H2S(g) removal using a modified, low-ph liquid redox sulfur recovery (LRSR) process with electrochemical regeneration of the Fe catalyst couple.

A modified pH 1.0 liquid redox sulfur recovery (LRSR) process, based on reactive absorption of H(2)S((g)) in an acidic (pH 1.0) iron solution ([Fe(III)] = 9-8 g L(-1), [Fe(II)] = 1-2 g L(-1)) and electrochemical regeneration of the Fe(III)/Fe(II) catalyst couple, is introduced. Fe(II) was oxidized in a flow-through electrolytic cell by Cl(2(aq)) formed on a Ti/RuO(2) anode. pH 1.0 was applied to retard the potential precipitation of predominantly jarosite group Fe(III) species. At pH 1.0, the presence of chloride ions at [Cl(-)] = 30 g L(-1) allows for both efficient (indirect) electrochemical oxidation of Fe(II) and efficient H(2)S((g)) reactive absorption.
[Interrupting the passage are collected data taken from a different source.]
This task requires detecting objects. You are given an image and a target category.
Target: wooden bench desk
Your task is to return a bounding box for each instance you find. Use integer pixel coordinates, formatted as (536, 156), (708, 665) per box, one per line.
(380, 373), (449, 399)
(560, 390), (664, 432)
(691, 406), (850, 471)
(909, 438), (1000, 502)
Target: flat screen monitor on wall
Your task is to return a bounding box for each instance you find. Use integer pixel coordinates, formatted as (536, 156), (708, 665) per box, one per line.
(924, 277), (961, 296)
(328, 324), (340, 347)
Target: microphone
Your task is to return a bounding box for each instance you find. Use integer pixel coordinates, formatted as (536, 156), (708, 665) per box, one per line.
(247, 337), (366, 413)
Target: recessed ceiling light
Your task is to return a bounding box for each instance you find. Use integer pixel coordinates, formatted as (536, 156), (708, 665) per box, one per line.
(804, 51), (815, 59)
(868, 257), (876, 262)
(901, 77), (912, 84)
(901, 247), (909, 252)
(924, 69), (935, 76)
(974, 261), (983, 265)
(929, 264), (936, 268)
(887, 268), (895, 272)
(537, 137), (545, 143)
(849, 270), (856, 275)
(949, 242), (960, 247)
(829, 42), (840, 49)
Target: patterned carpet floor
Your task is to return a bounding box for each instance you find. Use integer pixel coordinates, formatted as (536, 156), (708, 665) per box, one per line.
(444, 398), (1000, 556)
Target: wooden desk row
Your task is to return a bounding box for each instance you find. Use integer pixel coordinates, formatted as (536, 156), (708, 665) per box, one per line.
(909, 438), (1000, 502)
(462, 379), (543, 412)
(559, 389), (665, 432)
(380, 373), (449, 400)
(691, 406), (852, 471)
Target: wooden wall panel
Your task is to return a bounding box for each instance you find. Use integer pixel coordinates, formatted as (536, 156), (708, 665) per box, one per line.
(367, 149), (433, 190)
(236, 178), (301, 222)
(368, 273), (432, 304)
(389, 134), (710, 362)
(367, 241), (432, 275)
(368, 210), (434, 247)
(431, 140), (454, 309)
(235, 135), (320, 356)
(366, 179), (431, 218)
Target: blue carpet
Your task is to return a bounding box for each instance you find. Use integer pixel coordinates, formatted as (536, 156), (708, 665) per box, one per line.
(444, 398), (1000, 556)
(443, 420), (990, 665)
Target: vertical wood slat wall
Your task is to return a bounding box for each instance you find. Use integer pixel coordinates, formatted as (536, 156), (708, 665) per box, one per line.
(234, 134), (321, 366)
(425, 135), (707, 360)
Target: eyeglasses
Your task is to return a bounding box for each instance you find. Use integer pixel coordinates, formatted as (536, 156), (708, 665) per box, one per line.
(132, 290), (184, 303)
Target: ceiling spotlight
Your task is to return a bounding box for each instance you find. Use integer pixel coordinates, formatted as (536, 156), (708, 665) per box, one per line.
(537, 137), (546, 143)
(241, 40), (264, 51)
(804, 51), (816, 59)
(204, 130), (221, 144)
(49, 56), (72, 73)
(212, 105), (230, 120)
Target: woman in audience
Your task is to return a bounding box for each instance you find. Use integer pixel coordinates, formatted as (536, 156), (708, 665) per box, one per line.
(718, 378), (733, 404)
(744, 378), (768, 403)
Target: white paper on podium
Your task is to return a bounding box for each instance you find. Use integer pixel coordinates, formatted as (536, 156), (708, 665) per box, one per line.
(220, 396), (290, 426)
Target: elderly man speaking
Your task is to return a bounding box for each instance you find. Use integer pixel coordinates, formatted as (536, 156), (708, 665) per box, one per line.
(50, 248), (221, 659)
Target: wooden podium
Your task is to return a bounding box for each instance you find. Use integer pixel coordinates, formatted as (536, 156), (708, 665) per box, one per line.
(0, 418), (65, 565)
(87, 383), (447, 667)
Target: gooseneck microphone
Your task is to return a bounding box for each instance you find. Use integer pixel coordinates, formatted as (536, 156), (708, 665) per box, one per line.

The latter observation was hypothesized to be associated with higher concentrations of Fe(III)-Cl complexes that are more highly reactive toward H(2)S((aq)) than are free Fe(III) ions and Fe-SO(4) complexes that otherwise dominate pH 1.0 Fe(III) solutions in the absence of a significant Cl(-) concentration. At the described operational conditions the rate of Fe(II) oxidation in the experimental system was 0.793 kg Fe h(-1) per m(2) anode surface area, at a current efficiency of 58%. Electricity cost within the electrochemical step was approximated at $0.9 per kg H(2)S((g)) removed.